Capítulo 51: Beija-me
Se Luó Yangyang não tivesse nadado em direção ao porto, a equipe de resgate teria descido a tempo para salvá-la, ela não teria sofrido cãibra nem afundado no mar correndo perigo.
— Eu sei que errei... — Luó Yangyang foi repreendida sem piedade, fazendo um biquinho de pura mágoa, nervosa, apertando os próprios dedos.
Ye Shayan a odiava tanto que a empurrou para fora do barco, e Feng Sheng, depois de subir ao navio, simplesmente ignorou-a.
Quando ela voltou nadando para o barco, e se Ye Shayan voltasse a implicar com ela, como poderia querer voltar? Era impossível.
— E onde você errou? — Feng Sheng não deixava por menos.
— Não devia ter nadado até o porto — Luó Yangyang fez um biquinho ainda maior.
Se soubesse que Feng Sheng acabaria por resgatá-la, teria esperado pacientemente pelo socorro.
— Mais alguma coisa? — O empenho de Feng Sheng em fazê-la reconhecer o erro era incansável.
Mais alguma coisa?
Os neurônios de Luó Yangyang giravam freneticamente em sua cabecinha, mas por mais que pensasse, não entendia a que mais Feng Sheng se referia.
Discretamente ergueu os olhos e, ao notar que Feng Sheng ainda a fitava friamente, levantou o queixo e olhou-o diretamente, desafiadora.
Por dentro, sentia-se insegura, e seu biquinho era de uma tristeza profunda: — O quê mais?
Feng Sheng observava seu rosto, cheio de mágoa e nervosismo, e seus olhos frios se tornaram ainda mais sombrios: — Me beije.
— O quê? — Luó Yangyang ficou completamente aturdida.
Além de nadar até o porto, o outro erro era... beijá-lo? Ela não entendia.
Olhando para o rosto inocente de Luó Yangyang, Feng Sheng desistiu de fazê-la reconhecer os próprios erros.
Num impulso, envolveu sua cintura fina e a puxou para si, tomando seus lábios rosados e delicados num beijo ardente.
Aquela pequena indomável, era como se estivesse sempre o provocando.
O cabelo longo e semiúmido de Luó Yangyang caía sobre os ombros; através do reflexo no espelho atrás dela, via-se a mão de Feng Sheng incendiando sua pele pelas costas, tudo oculto sob seus fios negros.
Só depois de um beijo profundo e demorado, finalmente se afastaram.
Luó Yangyang ficou mole, colada a Feng Sheng, ofegando de cansaço.
Mal haviam terminado uma batalha junto à porta, e Feng Sheng não lhe dava sequer um momento para descansar?

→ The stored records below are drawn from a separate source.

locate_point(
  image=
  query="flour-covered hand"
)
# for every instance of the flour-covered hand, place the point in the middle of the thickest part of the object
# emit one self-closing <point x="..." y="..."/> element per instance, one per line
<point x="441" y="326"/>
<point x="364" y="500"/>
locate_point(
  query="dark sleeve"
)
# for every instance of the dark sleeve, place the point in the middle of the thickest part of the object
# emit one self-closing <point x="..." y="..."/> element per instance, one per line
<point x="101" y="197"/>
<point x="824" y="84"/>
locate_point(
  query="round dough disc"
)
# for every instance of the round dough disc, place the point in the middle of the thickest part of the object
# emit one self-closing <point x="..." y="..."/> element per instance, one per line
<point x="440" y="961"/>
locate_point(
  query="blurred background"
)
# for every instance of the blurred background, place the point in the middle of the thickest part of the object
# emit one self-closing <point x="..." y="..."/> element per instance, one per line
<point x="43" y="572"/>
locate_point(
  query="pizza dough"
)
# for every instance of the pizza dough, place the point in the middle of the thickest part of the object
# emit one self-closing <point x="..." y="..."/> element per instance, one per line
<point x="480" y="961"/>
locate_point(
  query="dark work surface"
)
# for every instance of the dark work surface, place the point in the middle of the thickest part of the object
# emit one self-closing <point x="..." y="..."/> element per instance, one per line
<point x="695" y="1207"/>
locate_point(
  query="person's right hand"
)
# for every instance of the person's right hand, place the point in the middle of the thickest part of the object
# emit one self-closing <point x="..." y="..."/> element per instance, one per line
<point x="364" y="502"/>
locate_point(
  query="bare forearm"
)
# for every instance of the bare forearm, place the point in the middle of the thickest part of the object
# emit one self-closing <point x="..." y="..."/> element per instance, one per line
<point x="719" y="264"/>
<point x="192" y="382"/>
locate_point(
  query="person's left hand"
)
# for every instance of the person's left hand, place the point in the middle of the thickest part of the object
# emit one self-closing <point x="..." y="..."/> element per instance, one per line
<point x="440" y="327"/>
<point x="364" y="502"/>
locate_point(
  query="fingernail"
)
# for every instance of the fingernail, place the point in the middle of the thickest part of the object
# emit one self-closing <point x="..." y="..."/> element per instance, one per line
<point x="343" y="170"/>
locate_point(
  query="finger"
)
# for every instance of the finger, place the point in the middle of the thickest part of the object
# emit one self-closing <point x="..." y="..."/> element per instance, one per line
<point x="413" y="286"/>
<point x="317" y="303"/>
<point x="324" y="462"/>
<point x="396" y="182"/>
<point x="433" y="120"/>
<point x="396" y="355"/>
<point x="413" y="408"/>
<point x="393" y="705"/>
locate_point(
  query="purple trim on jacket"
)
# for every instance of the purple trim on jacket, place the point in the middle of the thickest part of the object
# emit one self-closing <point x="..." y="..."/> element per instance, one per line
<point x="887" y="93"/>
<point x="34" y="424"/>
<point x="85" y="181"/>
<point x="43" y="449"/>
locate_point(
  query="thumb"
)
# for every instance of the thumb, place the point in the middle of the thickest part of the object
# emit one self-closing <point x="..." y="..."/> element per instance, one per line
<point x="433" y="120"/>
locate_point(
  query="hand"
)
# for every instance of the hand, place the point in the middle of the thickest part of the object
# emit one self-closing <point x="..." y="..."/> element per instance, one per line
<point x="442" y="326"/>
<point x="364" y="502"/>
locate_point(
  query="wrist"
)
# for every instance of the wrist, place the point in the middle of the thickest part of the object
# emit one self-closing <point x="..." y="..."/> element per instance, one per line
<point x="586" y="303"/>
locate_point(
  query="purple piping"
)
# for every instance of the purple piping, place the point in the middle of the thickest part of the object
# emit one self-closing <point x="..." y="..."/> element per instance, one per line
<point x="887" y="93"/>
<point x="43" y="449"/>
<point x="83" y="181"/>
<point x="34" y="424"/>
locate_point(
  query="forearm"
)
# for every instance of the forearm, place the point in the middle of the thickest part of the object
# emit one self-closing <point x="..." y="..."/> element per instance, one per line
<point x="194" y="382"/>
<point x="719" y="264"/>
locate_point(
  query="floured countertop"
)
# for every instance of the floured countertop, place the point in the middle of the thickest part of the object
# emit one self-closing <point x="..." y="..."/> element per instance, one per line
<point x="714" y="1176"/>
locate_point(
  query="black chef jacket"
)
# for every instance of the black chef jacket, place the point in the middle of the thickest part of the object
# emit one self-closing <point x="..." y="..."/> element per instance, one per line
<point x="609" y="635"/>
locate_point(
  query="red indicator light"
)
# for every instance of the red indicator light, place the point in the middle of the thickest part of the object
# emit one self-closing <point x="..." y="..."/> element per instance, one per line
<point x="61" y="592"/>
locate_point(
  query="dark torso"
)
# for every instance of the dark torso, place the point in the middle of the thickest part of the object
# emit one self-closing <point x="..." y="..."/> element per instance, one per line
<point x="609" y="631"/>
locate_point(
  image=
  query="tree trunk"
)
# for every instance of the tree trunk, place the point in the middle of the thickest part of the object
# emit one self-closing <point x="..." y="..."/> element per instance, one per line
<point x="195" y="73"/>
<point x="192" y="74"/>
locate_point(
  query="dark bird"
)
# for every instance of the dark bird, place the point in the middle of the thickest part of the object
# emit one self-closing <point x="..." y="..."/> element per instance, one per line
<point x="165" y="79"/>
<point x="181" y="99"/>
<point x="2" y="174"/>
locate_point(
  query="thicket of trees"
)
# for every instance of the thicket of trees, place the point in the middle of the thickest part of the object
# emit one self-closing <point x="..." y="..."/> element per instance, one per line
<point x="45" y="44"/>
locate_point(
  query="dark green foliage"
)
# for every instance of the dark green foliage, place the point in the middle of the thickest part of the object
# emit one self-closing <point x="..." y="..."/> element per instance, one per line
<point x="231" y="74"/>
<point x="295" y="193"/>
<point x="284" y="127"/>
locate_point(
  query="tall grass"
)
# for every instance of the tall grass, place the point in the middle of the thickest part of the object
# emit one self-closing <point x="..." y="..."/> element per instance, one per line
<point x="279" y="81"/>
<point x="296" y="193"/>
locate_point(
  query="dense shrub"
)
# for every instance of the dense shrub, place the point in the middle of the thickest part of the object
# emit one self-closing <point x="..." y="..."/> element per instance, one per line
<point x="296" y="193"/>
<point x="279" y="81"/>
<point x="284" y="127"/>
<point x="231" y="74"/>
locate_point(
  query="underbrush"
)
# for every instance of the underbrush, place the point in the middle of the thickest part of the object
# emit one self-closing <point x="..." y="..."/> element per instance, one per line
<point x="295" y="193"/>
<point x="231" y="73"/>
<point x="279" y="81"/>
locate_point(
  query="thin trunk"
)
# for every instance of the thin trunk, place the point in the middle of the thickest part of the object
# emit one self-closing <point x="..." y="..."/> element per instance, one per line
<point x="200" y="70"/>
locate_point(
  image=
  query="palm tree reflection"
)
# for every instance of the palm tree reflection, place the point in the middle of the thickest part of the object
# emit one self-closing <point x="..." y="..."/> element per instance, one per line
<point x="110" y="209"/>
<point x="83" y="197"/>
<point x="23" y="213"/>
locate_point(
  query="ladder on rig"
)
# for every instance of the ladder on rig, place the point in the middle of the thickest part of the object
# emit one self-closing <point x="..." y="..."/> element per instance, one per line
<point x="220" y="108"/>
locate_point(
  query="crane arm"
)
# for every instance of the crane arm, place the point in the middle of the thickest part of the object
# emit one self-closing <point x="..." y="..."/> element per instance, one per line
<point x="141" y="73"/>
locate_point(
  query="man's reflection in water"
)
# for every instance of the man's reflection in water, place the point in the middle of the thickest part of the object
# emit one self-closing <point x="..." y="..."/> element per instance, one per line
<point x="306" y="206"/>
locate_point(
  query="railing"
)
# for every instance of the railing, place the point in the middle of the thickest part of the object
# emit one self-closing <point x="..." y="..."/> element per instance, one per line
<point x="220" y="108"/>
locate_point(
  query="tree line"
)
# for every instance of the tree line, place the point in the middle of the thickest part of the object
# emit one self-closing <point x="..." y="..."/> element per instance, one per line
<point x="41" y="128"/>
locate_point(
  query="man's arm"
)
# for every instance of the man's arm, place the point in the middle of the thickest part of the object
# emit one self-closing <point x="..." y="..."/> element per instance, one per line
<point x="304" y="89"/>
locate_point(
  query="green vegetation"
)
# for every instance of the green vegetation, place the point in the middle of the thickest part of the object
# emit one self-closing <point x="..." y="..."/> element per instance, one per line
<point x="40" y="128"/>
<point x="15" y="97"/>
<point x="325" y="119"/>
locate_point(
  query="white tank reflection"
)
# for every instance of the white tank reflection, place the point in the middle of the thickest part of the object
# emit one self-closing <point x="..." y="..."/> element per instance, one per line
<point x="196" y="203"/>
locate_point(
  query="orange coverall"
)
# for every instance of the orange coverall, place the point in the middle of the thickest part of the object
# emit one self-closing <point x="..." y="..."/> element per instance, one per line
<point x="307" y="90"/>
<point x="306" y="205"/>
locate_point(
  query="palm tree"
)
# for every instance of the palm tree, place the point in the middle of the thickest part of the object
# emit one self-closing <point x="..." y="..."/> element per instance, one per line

Além disso, quando subiram ao navio, ele claramente não queria que os outros soubessem que estavam juntos.
Eles permaneciam no camarote sem sair; ele não temia os comentários alheios?
E mais, Feng Sheng era mesmo um canalha dominado pelo desejo, quem disse que era frio e reservado?
Tudo mentira, um trapaceiro, um grande trapaceiro.
— Daqui em diante, comporte-se — Feng Sheng abraçou Luó Yangyang com força, acariciando-lhe os cabelos para acalmá-la, mas sua voz rouca continuava fria como sempre.
— Tá bom... — Luó Yangyang assentiu docemente, quase chorando.
Onde ela não foi obediente? Foi Ye Shayan quem a empurrou no mar primeiro!
Feng Sheng era mesmo um canalha!
Um tirano!
Ele só seguia a própria vontade, ela não deveria esperar que ele a compreendesse.
— Seja boazinha — Feng Sheng beijou o topo da cabeça de Luó Yangyang e, num gesto rápido, a ergueu nos braços.
Num instante, Luó Yangyang estava pendurada nele numa posição carregada de intimidade.
— Vai se atrever a desobedecer de novo? — A voz rouca de Feng Sheng, sombria, trouxe consigo movimentos ainda mais intensos, punindo-a com ardor.